The music was beyond wonderfully performed by the four guys who play the Four Seasons (particularly the actor who plays Frankie Valli). Indeed, I found myself wondering whether the real Four Seasons would have performed it as well live as did these guys.
The story of the four Jersey street guys who became internationally famous was engaging and chock full of “Jersey stuff”. I “got” it, as did the numerous big-haired folks in the audience who had come to the City from the Jersey side of the Hudson River. We loved the references to “eating at the Belmont” (a famous, but very plain Italian restaurant on Bloomfield Avenue that is best known for Chicken Savoy and a Sopranos-like clientele) and the references to the “Four Seasons Bowling Alley”, which was the inspiration for the group’s final choice of a name, and which was about three miles from where I live.

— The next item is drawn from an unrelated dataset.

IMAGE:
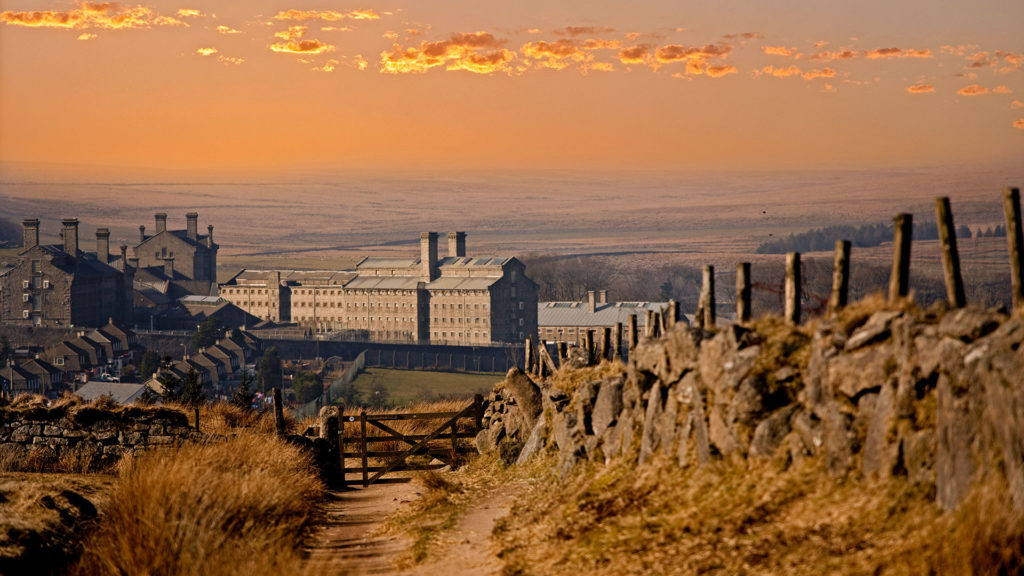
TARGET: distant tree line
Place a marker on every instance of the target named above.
(823, 239)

Perhaps, more importantly, the actors had “Jersey” down pat. In one of my favorite scenes, Frankie Valli is explaining to a Jersey girl that he changed his name from Frankie Castelluccio to Frankie “Vally”. It went something like this:
Frankie: My name is no longer Frankie Castelluccio; it’s Frankie Vally.
Girl: How do ya spell it?
Girl: It can’t be V-a-l-l-y. It’s gotta be V-a-l-l-i. It’s gotta end in “i” not “y.”

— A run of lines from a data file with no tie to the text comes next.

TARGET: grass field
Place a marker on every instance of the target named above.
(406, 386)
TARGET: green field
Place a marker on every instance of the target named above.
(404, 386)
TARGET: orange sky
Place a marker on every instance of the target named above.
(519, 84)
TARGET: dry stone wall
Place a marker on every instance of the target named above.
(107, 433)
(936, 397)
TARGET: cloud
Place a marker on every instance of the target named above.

Frankie: Why can’t it end in “y”?
Girl: ‘Cause “y” is a BULLSHIT LETTER!
Pure Jersey snark, that.
Although I believe the Jersey peeps in the audience particularly appreciated the show, I overheard many out-of-towners (several of whom were clearly from way, way below the Mason-Dixon Line) raving about the performance. They, like the locals in the audience, wildly applauded each number and ended up giving the entire cast a well-deserved Standing O.
The bottom line is, if you’re from Jersey take the trip across the river to see this one. You will not be disappointed. If you are not from around here, but you plan to be in New York, call ahead and make reservations to see Jersey Boys. I guarantee you two and half hours of first-class entertainment.
Voice Inside my Head: “Yo, Jimbo. What is this crap? You see a show about the Four Seasons and all of sudden their music is no longer screechy and annoying? And now they’re the best freakin’ thing since pepperoni pizza?”
Jimbo: “Aaaay, I’m jus’ sayin’”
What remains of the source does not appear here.